The scariest thing during the seizure was wondering when it would stop and thinking Ellie might die. And then when it did stop wondering if it took some of Ellie with it. We would not know this for a couple of days because she had to readjust to her new med dose and rest. Now that we are back she has remembered all the games we played before the trip and her language has come on even more. She is starting to make word approximations and this is very exciting stuff.

Just the same, seizures suck. I felt really bad for Ellie and what it must have been like for her which I can’t even imagine never having had a seizure. And I did feel guilt about dragging her tiny self across the Atlantic. Though she has done this twice a year for 2 years and never had an issue I still feel bad that she had a hard time of it. We are moving forward on a more formalized schedule of testing her Depakote levels. The entire trip after that we let her rest a lot. Usually I wake her up in the morning each day a little earlier to help her adjust to the time change. I didn’t do that this time so we spent the entire trip being up with her from about midnight to 4am. Ellie had multiple naps during the day though we did not.

We made the decision to continue on to England for the therapy and Ellie was fine for the rest of the trip.

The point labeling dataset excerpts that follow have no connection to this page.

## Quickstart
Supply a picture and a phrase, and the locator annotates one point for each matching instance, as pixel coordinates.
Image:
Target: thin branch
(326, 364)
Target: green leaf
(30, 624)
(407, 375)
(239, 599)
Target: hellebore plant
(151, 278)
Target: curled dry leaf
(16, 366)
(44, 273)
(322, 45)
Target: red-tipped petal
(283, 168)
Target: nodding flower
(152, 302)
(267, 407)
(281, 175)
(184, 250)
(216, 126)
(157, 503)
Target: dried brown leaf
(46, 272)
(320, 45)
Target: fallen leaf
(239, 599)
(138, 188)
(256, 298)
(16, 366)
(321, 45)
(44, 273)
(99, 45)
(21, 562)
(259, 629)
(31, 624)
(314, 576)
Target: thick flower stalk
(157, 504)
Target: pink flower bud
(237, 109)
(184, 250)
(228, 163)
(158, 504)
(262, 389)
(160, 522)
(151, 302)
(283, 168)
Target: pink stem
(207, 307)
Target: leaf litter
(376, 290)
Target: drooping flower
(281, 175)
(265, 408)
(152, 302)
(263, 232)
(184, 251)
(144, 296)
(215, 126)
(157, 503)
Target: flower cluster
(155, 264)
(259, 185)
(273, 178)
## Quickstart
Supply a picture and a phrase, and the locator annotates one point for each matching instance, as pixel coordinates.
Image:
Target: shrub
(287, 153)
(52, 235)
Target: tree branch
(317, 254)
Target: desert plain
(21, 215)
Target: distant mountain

The therapy session at Advance went very well. The picture you see is Ellie in the Hyperbaric Oxygen chamber with Dave. The Hyperbaric O2 Therapy is used to give her diaphragm a work out to adjust to the new therapy regimen. We were given double the amount of exercises we had before which is going to require twice the commitment we had. We are on for it. It’s encouraging to look at Ellie’s recent photos from this session and see all the progress she has made. Her head control is so much better. She is more solid in general and can sit up straighter and is so much stronger. Her coloring too has noticeably improved where she used to be so pale. Her reflux has also improved greatly which is a wonderful thing.

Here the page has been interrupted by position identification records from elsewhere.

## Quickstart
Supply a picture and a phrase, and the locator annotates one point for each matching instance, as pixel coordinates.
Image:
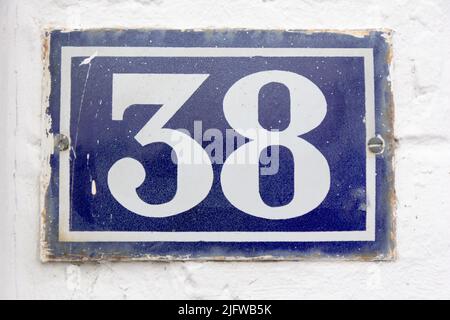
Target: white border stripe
(67, 53)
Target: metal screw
(376, 145)
(62, 142)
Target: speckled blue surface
(340, 137)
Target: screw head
(62, 142)
(376, 145)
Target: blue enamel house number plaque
(231, 144)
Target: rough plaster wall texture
(421, 91)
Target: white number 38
(240, 182)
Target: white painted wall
(422, 96)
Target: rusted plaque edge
(384, 249)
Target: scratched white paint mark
(73, 277)
(88, 60)
(93, 188)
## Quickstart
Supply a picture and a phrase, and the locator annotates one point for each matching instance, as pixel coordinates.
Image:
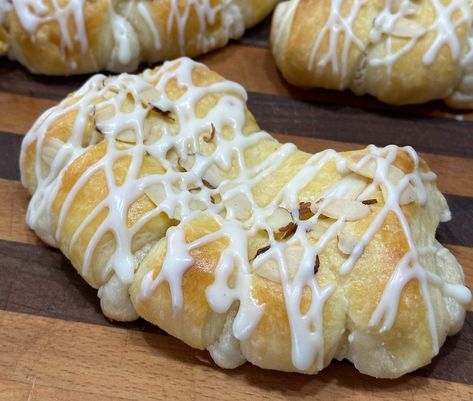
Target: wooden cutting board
(56, 345)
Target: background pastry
(163, 187)
(82, 36)
(401, 52)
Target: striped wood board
(56, 345)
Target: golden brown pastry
(400, 51)
(64, 37)
(166, 196)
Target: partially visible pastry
(168, 198)
(81, 36)
(399, 51)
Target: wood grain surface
(56, 345)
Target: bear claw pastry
(81, 36)
(399, 51)
(166, 196)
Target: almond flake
(240, 206)
(369, 201)
(214, 176)
(269, 269)
(211, 136)
(335, 208)
(50, 149)
(186, 163)
(262, 250)
(280, 217)
(407, 28)
(127, 136)
(304, 209)
(165, 113)
(288, 230)
(317, 264)
(346, 242)
(156, 193)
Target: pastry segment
(168, 198)
(401, 52)
(65, 37)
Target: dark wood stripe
(459, 231)
(310, 119)
(10, 145)
(39, 280)
(357, 125)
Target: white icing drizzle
(396, 20)
(126, 48)
(144, 12)
(206, 14)
(33, 13)
(336, 25)
(178, 202)
(5, 8)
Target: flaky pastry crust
(401, 52)
(168, 198)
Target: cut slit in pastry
(288, 261)
(82, 36)
(401, 52)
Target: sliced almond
(346, 242)
(367, 169)
(281, 217)
(186, 163)
(336, 208)
(369, 201)
(173, 158)
(51, 148)
(211, 136)
(156, 193)
(240, 206)
(260, 251)
(317, 230)
(407, 28)
(395, 175)
(128, 136)
(214, 176)
(349, 187)
(288, 230)
(150, 95)
(269, 269)
(304, 210)
(407, 196)
(104, 113)
(197, 204)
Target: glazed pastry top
(206, 171)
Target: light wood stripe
(254, 67)
(18, 113)
(13, 390)
(13, 204)
(116, 363)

Regarding nutrition. The turkey I mentioned trying was only making Ellie more acidic and reflux more as well. Linda has discovered whey protein that is not sweetened. We took some home with us and it’s excellent so far. I am trying it out myself as well. It is mixed with water and is very mild. You can find it at myprotein.co.uk. We are starting slowly and so far so good. Ellie usually shows adverse effects to foods either right away or over a few days so I will keep you posted. We are also going to add some live enzymes to her diet by juicing vegetables and grapes. Grapes are also very good for increasing motility. We tried Ellie on both before but she was too sick to handle them a year ago. So I am hoping she will be able to tolerate them now.

We are back and moving on from the trip and the Ashley mailstorm. To borrow a phrase from Jacqui and apply it to trying to discuss the whole thing somewhat rationally – you are damned if you do and damned if you don’t. I am tired too. Uncle!